To compare the accuracy and reliability of a natural language processing (NLP) algorithm with manual coding by radiologists, and the combination of the two methods, for the identification of patients whose computed tomography (CT) reports raised the concern for lung cancer.
An NLP algorithm was developed using Clinical Text Analysis and Knowledge Extraction System (cTAKES) with the Yale cTAKES Extensions and trained to differentiate between language indicating benign lesions and lesions concerning for lung cancer. A random sample of 450 chest CT reports performed at Veterans Affairs Connecticut Healthcare System between January 2014 and July 2015 was selected. A reference standard was created by the manual review of reports to determine if the text stated that follow-up was needed for concern for cancer. The NLP algorithm was applied to all reports and compared with case identification using the manual coding by the radiologists.

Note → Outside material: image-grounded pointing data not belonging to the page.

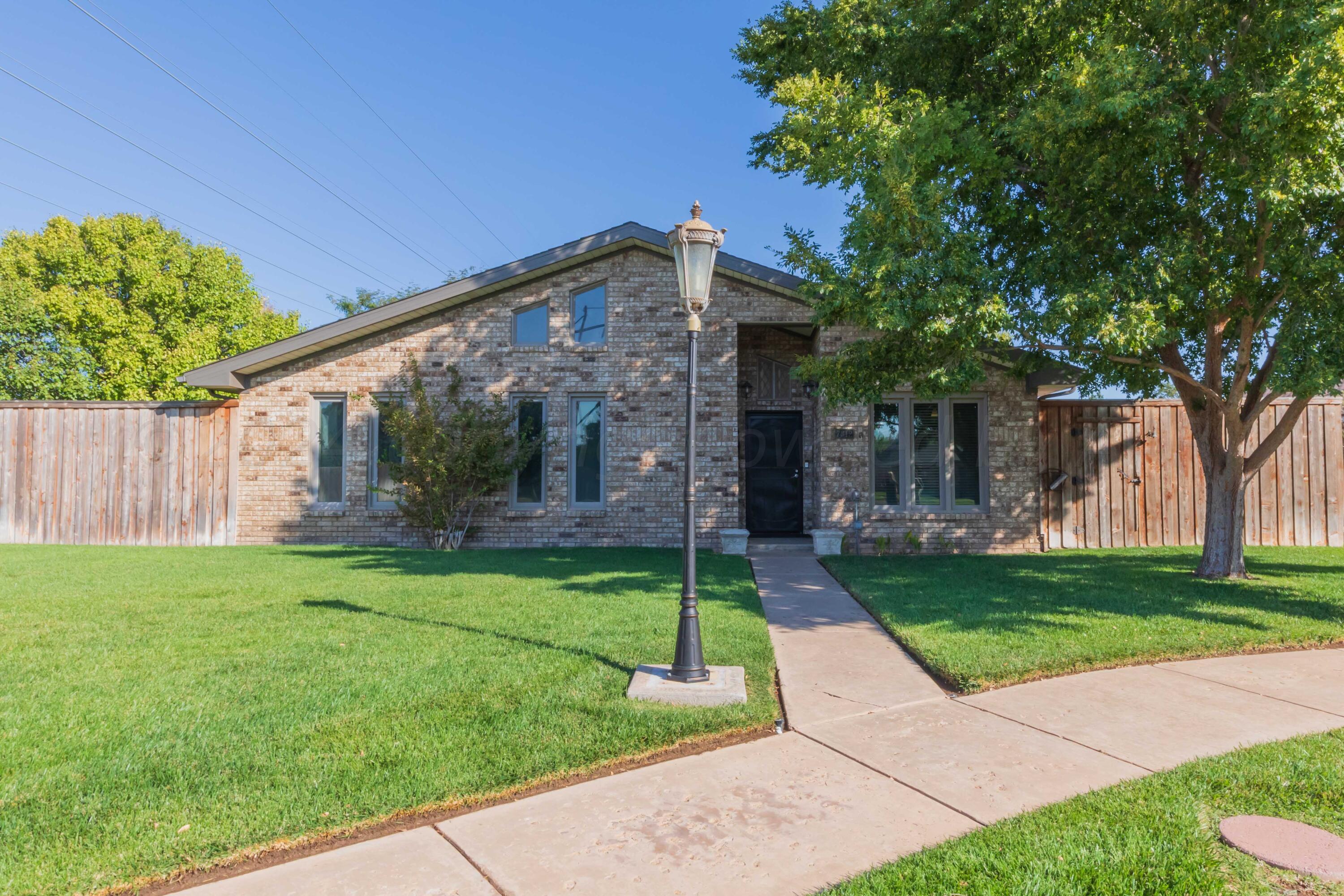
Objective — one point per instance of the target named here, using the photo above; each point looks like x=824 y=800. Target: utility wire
x=66 y=209
x=186 y=174
x=390 y=128
x=139 y=202
x=250 y=134
x=332 y=132
x=170 y=151
x=330 y=183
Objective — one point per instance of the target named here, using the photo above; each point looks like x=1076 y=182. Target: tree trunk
x=1225 y=516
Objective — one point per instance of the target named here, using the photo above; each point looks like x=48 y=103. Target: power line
x=249 y=132
x=112 y=190
x=390 y=128
x=170 y=151
x=330 y=183
x=66 y=209
x=38 y=198
x=186 y=174
x=334 y=134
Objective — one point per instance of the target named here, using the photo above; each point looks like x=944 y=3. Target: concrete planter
x=733 y=542
x=827 y=542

A total of 450 reports representing 428 patients were analyzed. NLP had higher sensitivity and lower specificity than manual coding (77.3% v 51.5% and 72.5% v 82.5%, respectively). NLP and manual coding had similar positive predictive values (88.4% v 88.9%), and NLP had a higher negative predictive value than manual coding (54% v 38.5%). When NLP and manual coding were combined, sensitivity increased to 92.3%, with a decrease in specificity to 62.85%. Combined NLP and manual coding had a positive predictive value of 87.0% and a negative predictive value of 75.2%.

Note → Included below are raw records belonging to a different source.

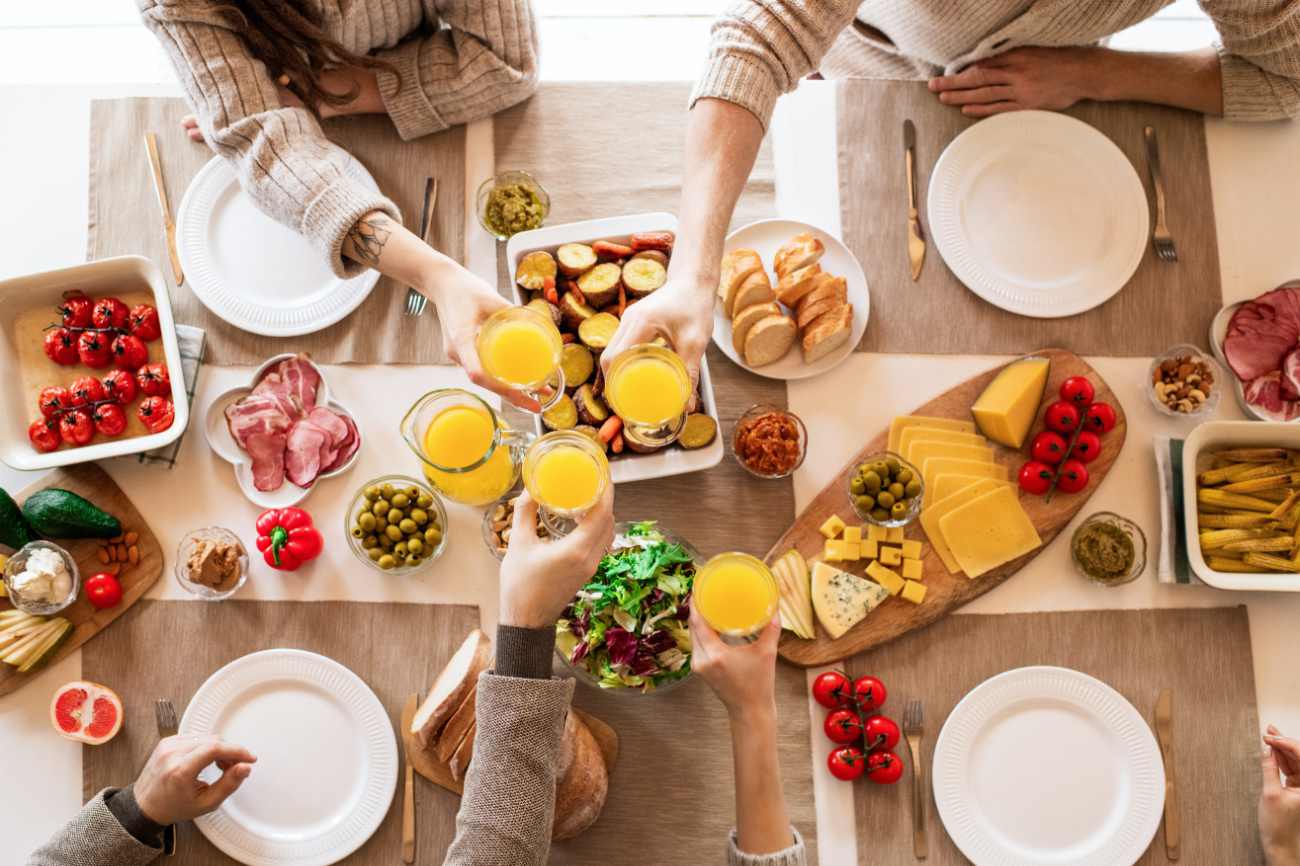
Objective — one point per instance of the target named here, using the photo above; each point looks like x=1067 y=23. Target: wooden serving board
x=944 y=592
x=91 y=483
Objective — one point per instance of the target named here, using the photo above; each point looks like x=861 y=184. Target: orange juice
x=735 y=593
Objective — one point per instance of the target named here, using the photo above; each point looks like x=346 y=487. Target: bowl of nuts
x=1184 y=382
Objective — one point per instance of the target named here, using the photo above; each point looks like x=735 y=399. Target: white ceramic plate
x=326 y=758
x=1045 y=765
x=1038 y=213
x=766 y=237
x=255 y=273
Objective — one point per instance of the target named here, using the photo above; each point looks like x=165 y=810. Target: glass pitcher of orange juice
x=469 y=454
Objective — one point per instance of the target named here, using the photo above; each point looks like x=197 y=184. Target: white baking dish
x=1221 y=434
x=628 y=467
x=20 y=297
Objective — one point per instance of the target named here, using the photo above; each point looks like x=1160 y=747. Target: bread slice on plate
x=737 y=265
x=828 y=332
x=770 y=340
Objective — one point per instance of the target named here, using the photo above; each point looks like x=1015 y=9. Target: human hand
x=1279 y=800
x=169 y=789
x=538 y=576
x=1047 y=78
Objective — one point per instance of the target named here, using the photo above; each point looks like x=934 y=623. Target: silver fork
x=416 y=302
x=913 y=728
x=1160 y=237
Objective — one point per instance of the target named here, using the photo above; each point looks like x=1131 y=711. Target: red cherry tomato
x=1101 y=418
x=1078 y=390
x=103 y=590
x=1074 y=476
x=846 y=762
x=1035 y=477
x=832 y=689
x=1062 y=418
x=884 y=767
x=1087 y=447
x=870 y=693
x=1049 y=447
x=843 y=726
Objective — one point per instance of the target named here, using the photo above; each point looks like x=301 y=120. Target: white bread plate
x=1213 y=436
x=766 y=237
x=217 y=432
x=21 y=298
x=629 y=467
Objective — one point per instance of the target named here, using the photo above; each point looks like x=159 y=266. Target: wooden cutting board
x=91 y=483
x=944 y=592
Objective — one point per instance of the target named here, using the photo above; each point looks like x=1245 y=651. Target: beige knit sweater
x=762 y=48
x=456 y=61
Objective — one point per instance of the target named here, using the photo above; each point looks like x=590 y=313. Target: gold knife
x=151 y=143
x=408 y=784
x=1165 y=734
x=915 y=239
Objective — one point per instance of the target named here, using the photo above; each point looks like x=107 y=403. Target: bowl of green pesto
x=512 y=202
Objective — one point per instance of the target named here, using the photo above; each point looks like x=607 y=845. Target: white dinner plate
x=1045 y=765
x=766 y=237
x=1038 y=213
x=254 y=272
x=326 y=758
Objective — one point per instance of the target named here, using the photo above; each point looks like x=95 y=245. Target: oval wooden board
x=91 y=483
x=944 y=592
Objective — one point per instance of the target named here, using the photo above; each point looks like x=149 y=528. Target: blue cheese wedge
x=841 y=600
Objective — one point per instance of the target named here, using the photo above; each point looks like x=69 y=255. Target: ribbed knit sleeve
x=481 y=60
x=761 y=48
x=281 y=155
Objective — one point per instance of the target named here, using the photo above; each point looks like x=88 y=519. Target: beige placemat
x=168 y=649
x=124 y=219
x=1203 y=654
x=1162 y=303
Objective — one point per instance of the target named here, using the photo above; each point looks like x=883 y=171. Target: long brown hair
x=286 y=37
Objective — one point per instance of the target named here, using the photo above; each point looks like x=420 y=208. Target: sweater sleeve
x=481 y=59
x=508 y=804
x=282 y=157
x=1259 y=57
x=761 y=48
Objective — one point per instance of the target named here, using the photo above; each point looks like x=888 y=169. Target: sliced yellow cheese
x=988 y=531
x=930 y=518
x=902 y=421
x=1008 y=406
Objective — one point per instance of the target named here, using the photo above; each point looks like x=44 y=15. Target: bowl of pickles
x=395 y=524
x=885 y=490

Our NLP algorithm was more sensitive than manual coding of CT chest reports for the identification of patients who required follow-up for suspicion of lung cancer. The combination of NLP and manual coding is a sensitive way to identify patients who need further workup for lung cancer.
比较自然语言处理(NLP)算法与放射科医生手动编码以及两种方法相结合,在识别计算机断层扫描(CT)报告提示肺癌可能性的患者时的准确性和可靠性。
使用临床文本分析与知识提取系统(cTAKES)及耶鲁cTAKES扩展开发了一种NLP算法,并进行训练以区分表示良性病变和提示肺癌病变的语言。选取了2014年1月至2015年7月在康涅狄格州退伍军人事务医疗系统进行的450份胸部CT报告的随机样本。通过对报告进行人工审核创建参考标准,以确定文本中是否表明因怀疑癌症需要进行随访。将NLP算法应用于所有报告,并与放射科医生的手动编码进行病例识别比较。
共分析了代表428例患者的450份报告。NLP的敏感性高于手动编码,特异性低于手动编码(分别为77.3%对51.5%和72.5%对82.5%)。NLP和手动编码的阳性预测值相似(88.4%对88.9%),且NLP的阴性预测值高于手动编码(54%对38.5%)。当NLP和手动编码相结合时,敏感性提高到92.3%,特异性降至62.85%。NLP与手动编码相结合的阳性预测值为87.0%,阴性预测值为75.2%。
我们的NLP算法在识别因怀疑肺癌需要随访的患者方面比CT胸部报告的手动编码更敏感。NLP与手动编码相结合是识别需要进一步检查肺癌患者的一种敏感方法。